Los ángulos del rostro de Andrés se marcaron desmesuradamente y las pupilas le brillaban. ¡Una auténtica catana! Sus dedos tocaron con pudor, casi con miedo la vaina de madera, lacada en negro. Tenía un pasador para colgarla a la cintura con un hermoso cordel bordado en oro.

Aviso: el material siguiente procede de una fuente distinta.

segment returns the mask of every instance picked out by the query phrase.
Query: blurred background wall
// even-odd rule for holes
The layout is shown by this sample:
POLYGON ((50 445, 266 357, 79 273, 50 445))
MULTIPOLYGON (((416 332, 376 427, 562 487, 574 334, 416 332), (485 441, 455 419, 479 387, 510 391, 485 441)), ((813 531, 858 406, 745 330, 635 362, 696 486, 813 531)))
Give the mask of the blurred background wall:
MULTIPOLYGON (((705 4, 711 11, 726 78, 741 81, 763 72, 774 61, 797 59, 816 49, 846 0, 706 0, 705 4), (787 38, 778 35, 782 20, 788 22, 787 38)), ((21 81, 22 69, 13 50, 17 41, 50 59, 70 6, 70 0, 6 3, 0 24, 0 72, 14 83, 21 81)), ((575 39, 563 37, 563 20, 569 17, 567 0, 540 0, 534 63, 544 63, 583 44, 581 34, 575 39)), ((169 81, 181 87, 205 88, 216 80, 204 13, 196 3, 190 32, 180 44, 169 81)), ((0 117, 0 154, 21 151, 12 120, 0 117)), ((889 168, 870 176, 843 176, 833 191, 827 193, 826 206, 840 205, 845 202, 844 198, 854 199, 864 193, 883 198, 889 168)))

Inesperadamente, Andrés pasó sus brazos cortos alrededor del cuello de Publio y se abrazó a él.
Publio sintió el tacto húmedo de las lágrimas del niño sobre su mejilla y experimentó una sensación extraña y confusa. Poco acostumbrado al cariño, se azoró, sin saber exactamente qué debía hacer. Se quedó muy quieto, hasta que Andrés dejó de llorar.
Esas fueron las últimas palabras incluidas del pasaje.